Gûş-i akl u gûş-i zan zin muflisest
( Hazreti Mevlana, Mesnevi 1.inci cilt 1462 inci beyit açıklaması)
“ Can kulağı, can gözü ten
hissinden başkadır.
Akıl gözü de, zan gözü de
onlarda olan meziyetlerden (Bir kişiyi veya nesneyi
benzerinden üstün gösteren nitelik) iflas etmiştir.”
Hayvani göz yalnız zahiri (Dışı) görür.
Can gözü Hakkın nuruna bakar.
Akıl kulağı, zan kulağı
sesten ve sedadan başkasını duymaz, Tanrı’nın vahy’ına karşı sağırdır.
Veliler, bu ten hislerinin
ötesinde yükseldiler de niteliksiz âleme (Farklılıkların
olmadığı, her şeyin tek olduğu âlem) ulaştılar.

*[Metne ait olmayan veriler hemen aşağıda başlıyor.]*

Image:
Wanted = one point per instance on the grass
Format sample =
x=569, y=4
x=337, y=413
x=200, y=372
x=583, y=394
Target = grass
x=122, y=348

Onların önünde lütuf (Önem verilen, sayılan birinden gelen iyilik, yardım, ihsan,
inayet, atıfet) ile kahır (Derin üzüntü veya
acı, sıkıntı), hayır (İyilik, karşılık beklenmeden yapılan yardım)ile şer, tiryak (Panzehir) ile zehir bir oldu.
İşte Allah’ın visal (Kavuşma) ve mülakatının (Görüşme)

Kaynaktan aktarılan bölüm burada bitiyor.